Gletschertopf Innsbruck-südliches Mittelgebirge, Austria
Posted by: Groundspeak Premium Member luzzi-reloaded
N 47° 13.692 E 011° 25.535
32T E 683615 N 5233377
Gletschertopf Innsbruck-südliches Mittelgebirge, Austria
Waymark Code: WMDP35
Location: Tirol, Austria
Date Posted: 02/08/2012
Published By:Groundspeak Premium Member RakeInTheCache
Views: 8

Giant's kettles, also known as giant's cauldrons or potholes, are cavities or holes which appear to have been drilled in the surrounding rocks by eddying currents of water-bearing stones, gravel and other detrital matter.
The size of giant's kettles varies from a few inches to several feet in depth and diameter. The most common occurrence is in shields, where there are ancient rocks (granite, gneiss) with different resistance to erosion, so strong pebbles fall in a small cavity and swirl making this cavity wider and deeper. In areas where there are diamonds and quartz rocks, the hardness of these rocks cave potholes and sometimes remain trapped in the bottom of them. Hardness of pebbles must be the same or higher than the bottom of stream where the kettle is forming. That is why these potholes are a good place to find diamonds (the hardest rock in Earth) and also explains the name of some potholes in the Blyde River Canyon of South Africa.
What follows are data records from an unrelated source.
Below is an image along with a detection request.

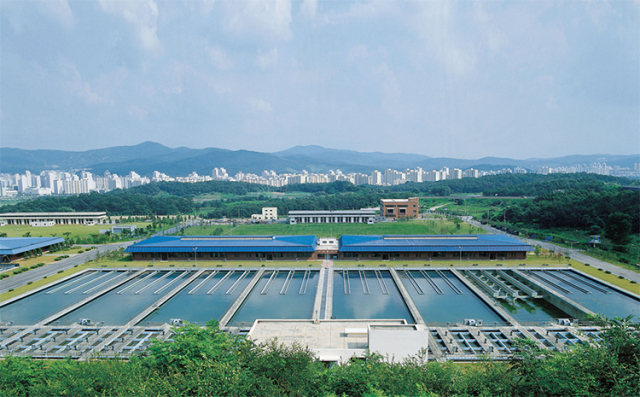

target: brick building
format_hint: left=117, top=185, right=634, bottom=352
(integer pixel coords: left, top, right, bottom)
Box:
left=380, top=197, right=420, bottom=219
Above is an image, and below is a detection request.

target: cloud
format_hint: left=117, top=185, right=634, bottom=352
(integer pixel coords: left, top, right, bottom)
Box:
left=258, top=48, right=278, bottom=70
left=98, top=0, right=162, bottom=53
left=347, top=44, right=371, bottom=64
left=409, top=1, right=477, bottom=77
left=127, top=105, right=149, bottom=120
left=300, top=0, right=318, bottom=19
left=220, top=0, right=292, bottom=40
left=39, top=0, right=74, bottom=29
left=373, top=63, right=402, bottom=116
left=59, top=59, right=109, bottom=105
left=249, top=98, right=273, bottom=113
left=202, top=0, right=216, bottom=15
left=207, top=46, right=233, bottom=70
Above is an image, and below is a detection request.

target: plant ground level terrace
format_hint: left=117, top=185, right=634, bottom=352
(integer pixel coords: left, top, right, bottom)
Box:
left=0, top=265, right=640, bottom=362
left=125, top=235, right=533, bottom=261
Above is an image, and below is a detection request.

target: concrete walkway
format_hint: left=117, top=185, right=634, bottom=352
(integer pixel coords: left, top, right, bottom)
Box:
left=0, top=241, right=134, bottom=294
left=0, top=220, right=200, bottom=294
left=463, top=217, right=640, bottom=283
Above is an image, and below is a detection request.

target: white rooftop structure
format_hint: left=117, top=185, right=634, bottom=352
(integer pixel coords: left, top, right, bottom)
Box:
left=288, top=210, right=376, bottom=225
left=0, top=212, right=107, bottom=225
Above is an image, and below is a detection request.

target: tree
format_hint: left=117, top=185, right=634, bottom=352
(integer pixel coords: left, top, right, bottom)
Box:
left=604, top=212, right=631, bottom=249
left=533, top=244, right=542, bottom=257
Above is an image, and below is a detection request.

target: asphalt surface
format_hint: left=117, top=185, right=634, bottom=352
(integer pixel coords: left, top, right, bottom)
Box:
left=462, top=217, right=640, bottom=283
left=0, top=241, right=135, bottom=294
left=0, top=221, right=199, bottom=294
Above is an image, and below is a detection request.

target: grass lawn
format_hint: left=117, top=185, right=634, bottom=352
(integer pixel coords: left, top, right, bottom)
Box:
left=0, top=222, right=150, bottom=239
left=0, top=255, right=640, bottom=302
left=185, top=219, right=486, bottom=237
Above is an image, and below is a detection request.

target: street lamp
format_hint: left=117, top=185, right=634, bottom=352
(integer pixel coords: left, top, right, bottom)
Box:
left=193, top=247, right=198, bottom=267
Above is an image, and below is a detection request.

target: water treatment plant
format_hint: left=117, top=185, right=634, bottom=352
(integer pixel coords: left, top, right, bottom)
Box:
left=0, top=260, right=640, bottom=361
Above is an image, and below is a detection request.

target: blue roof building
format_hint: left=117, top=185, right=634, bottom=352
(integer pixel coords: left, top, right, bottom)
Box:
left=125, top=235, right=533, bottom=260
left=125, top=236, right=318, bottom=260
left=339, top=235, right=533, bottom=259
left=0, top=237, right=64, bottom=262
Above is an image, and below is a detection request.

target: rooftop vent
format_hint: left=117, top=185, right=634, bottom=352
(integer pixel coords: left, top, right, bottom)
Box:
left=180, top=236, right=275, bottom=241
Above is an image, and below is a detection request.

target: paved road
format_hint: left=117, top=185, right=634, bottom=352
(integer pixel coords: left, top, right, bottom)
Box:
left=0, top=241, right=135, bottom=294
left=0, top=220, right=200, bottom=294
left=462, top=217, right=640, bottom=283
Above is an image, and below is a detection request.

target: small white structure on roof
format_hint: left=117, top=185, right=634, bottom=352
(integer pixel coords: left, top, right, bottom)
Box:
left=100, top=225, right=138, bottom=234
left=0, top=212, right=107, bottom=226
left=251, top=207, right=278, bottom=222
left=368, top=324, right=429, bottom=362
left=29, top=221, right=56, bottom=227
left=289, top=210, right=376, bottom=225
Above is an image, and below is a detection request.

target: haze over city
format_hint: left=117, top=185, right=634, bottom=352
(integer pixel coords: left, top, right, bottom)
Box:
left=0, top=0, right=640, bottom=159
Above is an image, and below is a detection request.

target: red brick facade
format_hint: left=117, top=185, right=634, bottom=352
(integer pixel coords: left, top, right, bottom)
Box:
left=380, top=197, right=420, bottom=219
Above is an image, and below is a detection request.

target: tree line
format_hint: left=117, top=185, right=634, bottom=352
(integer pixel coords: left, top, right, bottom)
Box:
left=504, top=187, right=640, bottom=245
left=0, top=174, right=631, bottom=217
left=204, top=190, right=407, bottom=219
left=0, top=190, right=194, bottom=215
left=0, top=319, right=640, bottom=397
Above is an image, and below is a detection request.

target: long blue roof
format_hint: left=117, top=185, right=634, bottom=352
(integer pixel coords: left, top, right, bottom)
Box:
left=339, top=234, right=533, bottom=252
left=0, top=237, right=64, bottom=255
left=125, top=236, right=318, bottom=252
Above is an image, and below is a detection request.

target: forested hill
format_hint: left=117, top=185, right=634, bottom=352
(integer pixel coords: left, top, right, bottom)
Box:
left=0, top=174, right=638, bottom=215
left=128, top=174, right=639, bottom=197
left=0, top=190, right=193, bottom=215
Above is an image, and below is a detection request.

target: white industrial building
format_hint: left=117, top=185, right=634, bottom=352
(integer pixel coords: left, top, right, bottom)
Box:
left=288, top=210, right=376, bottom=225
left=0, top=212, right=107, bottom=226
left=251, top=207, right=278, bottom=222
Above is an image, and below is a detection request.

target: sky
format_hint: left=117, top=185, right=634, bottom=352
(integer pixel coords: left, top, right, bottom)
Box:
left=0, top=0, right=640, bottom=159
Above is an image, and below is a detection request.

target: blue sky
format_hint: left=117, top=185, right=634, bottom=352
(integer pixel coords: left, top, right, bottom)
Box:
left=0, top=0, right=640, bottom=159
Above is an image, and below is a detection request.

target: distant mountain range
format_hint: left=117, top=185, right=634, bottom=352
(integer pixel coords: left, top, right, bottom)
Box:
left=0, top=142, right=640, bottom=176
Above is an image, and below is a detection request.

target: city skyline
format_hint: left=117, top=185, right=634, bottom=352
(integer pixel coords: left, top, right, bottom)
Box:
left=0, top=0, right=640, bottom=159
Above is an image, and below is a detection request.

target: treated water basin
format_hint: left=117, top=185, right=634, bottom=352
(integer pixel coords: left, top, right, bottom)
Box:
left=58, top=271, right=188, bottom=325
left=500, top=298, right=571, bottom=323
left=531, top=270, right=640, bottom=321
left=228, top=269, right=319, bottom=327
left=140, top=270, right=255, bottom=325
left=398, top=270, right=505, bottom=324
left=0, top=271, right=131, bottom=325
left=332, top=270, right=415, bottom=324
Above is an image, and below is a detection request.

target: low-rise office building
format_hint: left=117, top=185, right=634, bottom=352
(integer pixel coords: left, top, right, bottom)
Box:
left=0, top=212, right=107, bottom=226
left=380, top=197, right=420, bottom=219
left=0, top=237, right=64, bottom=262
left=125, top=236, right=318, bottom=261
left=125, top=235, right=533, bottom=261
left=338, top=234, right=533, bottom=260
left=288, top=210, right=376, bottom=225
left=100, top=225, right=138, bottom=234
left=251, top=207, right=278, bottom=222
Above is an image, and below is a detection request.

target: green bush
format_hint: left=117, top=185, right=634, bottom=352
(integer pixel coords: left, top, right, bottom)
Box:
left=0, top=317, right=640, bottom=397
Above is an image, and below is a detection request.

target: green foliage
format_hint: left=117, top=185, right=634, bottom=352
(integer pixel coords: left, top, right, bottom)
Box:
left=512, top=317, right=640, bottom=396
left=604, top=210, right=638, bottom=245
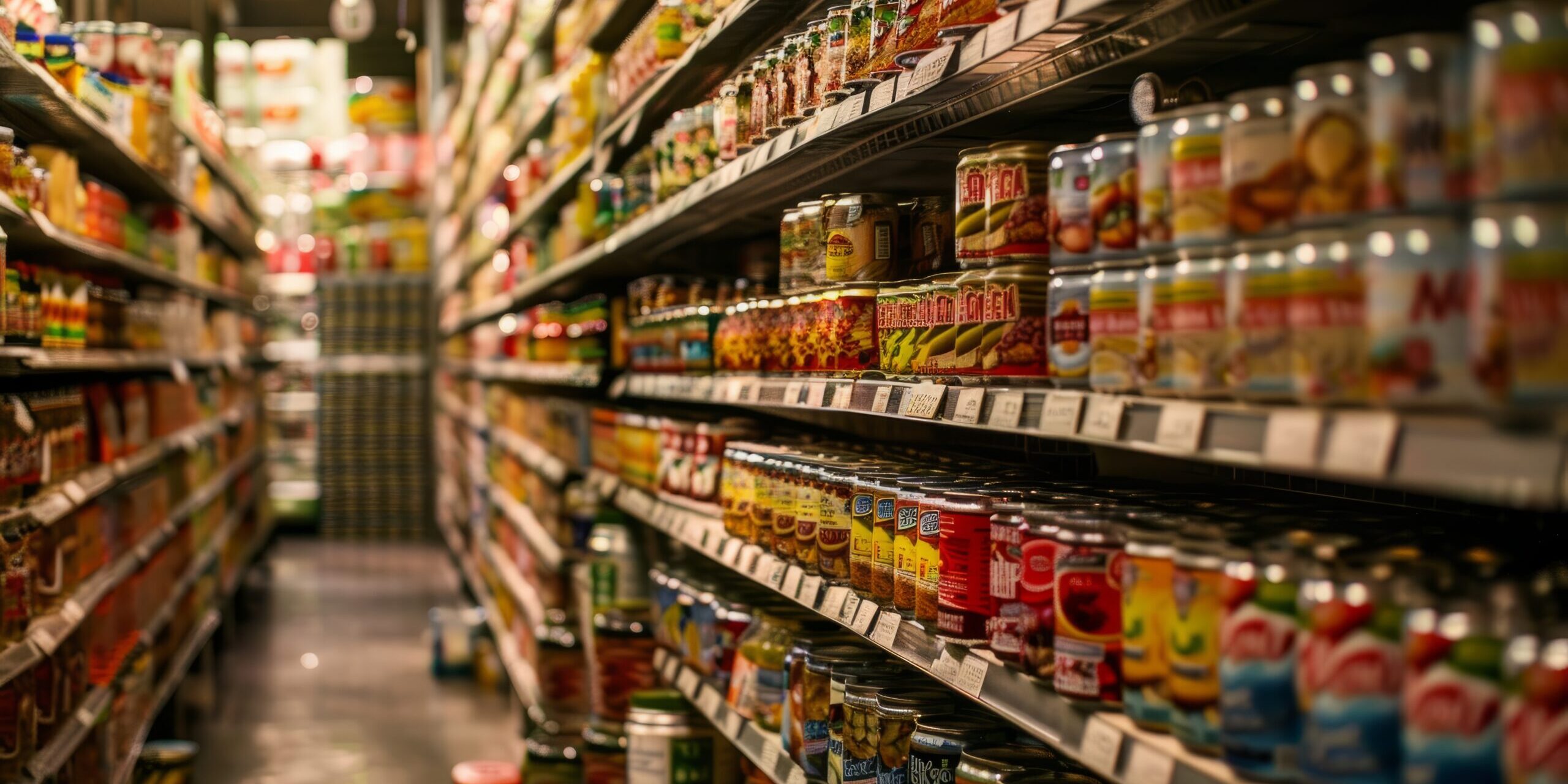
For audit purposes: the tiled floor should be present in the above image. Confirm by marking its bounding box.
[193,540,521,784]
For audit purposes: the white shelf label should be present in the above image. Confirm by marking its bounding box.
[952,387,985,425]
[1039,392,1084,436]
[1079,395,1128,440]
[1123,743,1176,784]
[953,654,991,696]
[1154,403,1209,453]
[870,610,899,647]
[985,392,1024,428]
[872,384,892,414]
[1079,717,1142,774]
[1324,411,1399,478]
[889,384,947,419]
[1264,408,1324,469]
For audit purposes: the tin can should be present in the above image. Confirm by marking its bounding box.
[1139,111,1171,251]
[1047,266,1093,387]
[1469,202,1568,408]
[977,262,1050,378]
[985,141,1050,263]
[1223,88,1295,237]
[953,148,991,265]
[1287,229,1367,403]
[1170,102,1231,244]
[1224,238,1292,400]
[1367,33,1471,210]
[1090,132,1139,255]
[1052,514,1126,707]
[1469,0,1568,199]
[1088,262,1143,392]
[1291,59,1372,226]
[825,193,899,282]
[1366,216,1479,406]
[1046,145,1095,265]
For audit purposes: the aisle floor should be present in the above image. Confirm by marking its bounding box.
[193,538,521,784]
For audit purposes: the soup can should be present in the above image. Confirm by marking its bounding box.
[985,141,1050,263]
[1170,102,1231,244]
[1223,88,1295,237]
[1291,59,1372,226]
[1287,229,1367,403]
[1047,266,1093,387]
[1367,33,1471,210]
[1088,262,1143,392]
[1047,145,1095,263]
[1366,215,1479,406]
[1469,0,1568,199]
[1224,237,1291,401]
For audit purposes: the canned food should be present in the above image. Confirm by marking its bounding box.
[1047,145,1095,263]
[825,193,899,282]
[977,263,1050,378]
[1366,216,1479,406]
[1367,33,1471,210]
[1047,266,1091,387]
[1287,229,1367,403]
[1469,0,1568,199]
[1469,202,1568,406]
[1088,266,1143,392]
[1170,104,1231,244]
[1139,113,1173,249]
[953,148,991,265]
[1090,132,1139,254]
[1223,88,1295,237]
[1291,59,1372,224]
[1171,247,1229,397]
[1224,238,1292,400]
[985,141,1050,263]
They are also common in Germany, Austria, Switzerland, Scandinavia and in the United States. It appears that water, produced by the thawing of the ice and snow, forms streams on the surface of the glacier, which, having gathered into their courses a certain amount of morainic debris, are finally cast down a crevasse as a swirling cascade or moulin. The sides of the crevasse are abraded, and a vertical shaft is formed in the ice. The erosion may be continued into the bed of the glacier; and, the ice having left the district, the giants kettle so formed is seen as an empty shaft, or as a pipe filled with gravel, sand or boulders. Such cavities and pipes afford valuable evidence as to the former extent of glaciers (from Wikipedia).
The here mentioned giant's kettle is situated at a height of 1000m a.s.l. between the villages Igls and Lans in the so called southern Mittelgebirge above Innsbruck. Here the pleistocene ice masses of the Inn valley glacier and the Wipp valley glacier met, thus forming huge ice walls covering mount Patscherkofel and creating strong erosion. The round shape of Patscherkofel peak is easily recognized as a result of these forces.
The here introduced giant kettle is situated in the Paleozoic greywacke zone situated between the Central Alps and the Mesozoic Northern Calcareous Alps. These relatively hard metamorphic rocks are a variety of sandstone consisting of quartz, feldspar (plagioclase), siliceous and argillaceous slates and rock debris in a clay matrix. It may be cut or ground by some harder gneiss and quartzite pebbles and gravel transported by the pleistocene glaciers coming from the central Alps. Thus, the forming of giant kettles can be easily explained.